En définitive, la solution d'une épidémie communautaire ne viendra jamais sans la communauté.

  1. Le haut : une communication stratégique au niveau institutionnel

Il est aujourd’hui indispensable de regarder cette épidémie avec lucidité et responsabilité. La 17ᵉ épidémie de maladie à virus Ebola place de nouveau la République démocratique du Congo au cœur des grands enjeux sanitaires régionaux et mondiaux. Certains spécialistes la considèrent déjà comme la deuxième plus grande épidémie d’Ebola au monde après celle connue en Afrique de l’Ouest en 2014, notamment en raison de sa dynamique d’évolution, de son contexte sécuritaire et géographique. Dans ce cadre, il devient essentiel de rassembler toutes les forces vives de la Nation : autorités publiques, institutions sanitaires, leaders religieux et coutumiers, société civile, partenaires techniques et financiers, médias, artistes, jeunes, femmes et communautés locales.

Cette épidémie n’est pas seulement une crise sanitaire. Elle touche aussi l’économie, l’éducation, la sécurité, la cohésion sociale et l’image internationale du pays. C’est pourquoi la riposte doit être portée avec le plus grand sérieux, non seulement dans les zones déjà touchées, mais également dans les provinces et zones de santé à risque, afin d’anticiper, de préparer et de prévenir toute extension de la maladie.

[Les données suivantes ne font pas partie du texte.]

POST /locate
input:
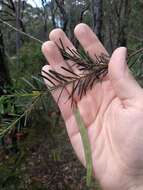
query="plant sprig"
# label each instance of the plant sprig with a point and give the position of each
(89, 72)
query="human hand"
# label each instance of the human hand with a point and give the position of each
(112, 112)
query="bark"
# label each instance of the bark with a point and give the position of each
(97, 17)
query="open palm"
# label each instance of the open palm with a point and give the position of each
(112, 112)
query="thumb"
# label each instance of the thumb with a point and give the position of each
(124, 84)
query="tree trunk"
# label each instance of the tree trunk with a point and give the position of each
(97, 17)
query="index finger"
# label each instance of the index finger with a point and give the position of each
(89, 40)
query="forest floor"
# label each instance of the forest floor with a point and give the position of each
(44, 160)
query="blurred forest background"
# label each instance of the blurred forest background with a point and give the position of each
(35, 153)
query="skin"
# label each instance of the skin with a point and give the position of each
(112, 112)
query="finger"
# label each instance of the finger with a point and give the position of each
(53, 56)
(58, 36)
(55, 59)
(124, 84)
(66, 111)
(89, 40)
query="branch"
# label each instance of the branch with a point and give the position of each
(21, 32)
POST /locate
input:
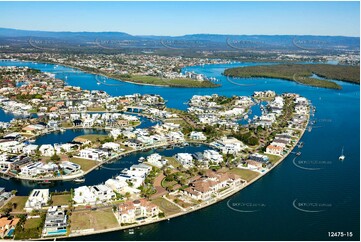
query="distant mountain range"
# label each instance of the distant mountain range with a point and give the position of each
(49, 40)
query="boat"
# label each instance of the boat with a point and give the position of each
(342, 156)
(79, 180)
(5, 177)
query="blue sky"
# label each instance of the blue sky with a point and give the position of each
(179, 18)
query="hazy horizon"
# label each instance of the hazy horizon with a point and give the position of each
(186, 18)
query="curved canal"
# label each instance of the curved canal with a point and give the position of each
(330, 187)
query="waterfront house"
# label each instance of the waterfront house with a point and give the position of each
(82, 141)
(274, 150)
(197, 136)
(212, 156)
(185, 159)
(37, 199)
(47, 150)
(156, 160)
(30, 149)
(93, 194)
(55, 223)
(112, 146)
(94, 154)
(136, 211)
(7, 225)
(229, 145)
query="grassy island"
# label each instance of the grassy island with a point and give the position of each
(158, 81)
(301, 73)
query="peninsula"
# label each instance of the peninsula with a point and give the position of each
(159, 187)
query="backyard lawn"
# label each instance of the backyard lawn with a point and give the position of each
(167, 207)
(61, 199)
(20, 203)
(84, 163)
(245, 174)
(98, 219)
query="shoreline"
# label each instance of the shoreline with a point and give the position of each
(114, 78)
(193, 209)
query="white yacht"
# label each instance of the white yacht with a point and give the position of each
(342, 156)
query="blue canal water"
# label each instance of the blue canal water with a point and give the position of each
(332, 188)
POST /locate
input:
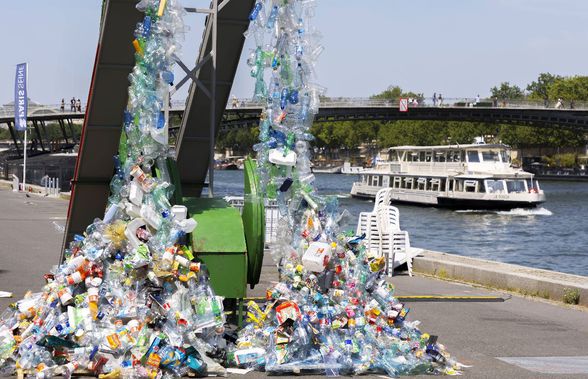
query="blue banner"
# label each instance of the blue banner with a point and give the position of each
(20, 97)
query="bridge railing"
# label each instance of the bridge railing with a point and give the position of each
(453, 102)
(347, 102)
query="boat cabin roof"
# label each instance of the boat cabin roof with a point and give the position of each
(450, 147)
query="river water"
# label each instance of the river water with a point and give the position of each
(553, 237)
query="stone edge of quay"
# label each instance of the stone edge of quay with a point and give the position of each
(551, 285)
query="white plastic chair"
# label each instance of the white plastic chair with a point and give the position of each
(400, 253)
(382, 198)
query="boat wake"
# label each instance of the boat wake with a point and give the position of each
(513, 212)
(527, 212)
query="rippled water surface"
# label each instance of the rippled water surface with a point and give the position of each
(554, 236)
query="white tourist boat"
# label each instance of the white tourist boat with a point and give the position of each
(475, 176)
(351, 170)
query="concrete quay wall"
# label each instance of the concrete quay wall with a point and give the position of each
(528, 281)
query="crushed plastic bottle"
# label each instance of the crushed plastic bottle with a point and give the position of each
(129, 300)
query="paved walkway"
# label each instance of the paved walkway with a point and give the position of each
(495, 338)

  1. Mettre en place un cadre de consultations nationales

Un cadre national de consultations autour de la riposte permettrait de réunir les principaux acteurs concernés : autorités nationales et provinciales, confessions religieuses, leaders coutumiers, partenaires techniques et financiers, société civile, leaders d’opinion, artistes et médias. Placées sous l’impulsion du Président de la République, ces consultations devraient également offrir l’occasion de capitaliser les leçons tirées des précédentes épidémies d’Ebola, notamment celle de 2018 à l’Est du pays, où les défis liés à la confiance communautaire, à la sécurité, aux rumeurs et à l’adhésion aux mesures de riposte ont fortement marqué la réponse. 

Cette démarche permettrait d’identifier des solutions adaptées au contexte actuel, de renforcer l’adhésion de toutes les couches de la population y compris celles des zones en conflits et minières , d’améliorer la coordination, de mobiliser les ressources nécessaires et de définir une feuille de route opérationnelle orientée vers des actions concrètes sur le terrain.

Il ne s'agira pas seulement de répondre aux zones déjà touchées, mais aussi de préparer les provinces et zones de santé à risque, afin qu'elles disposent des réflexes, moyens, outils et mécanismes nécessaires en cas d'extension de l'épidémie.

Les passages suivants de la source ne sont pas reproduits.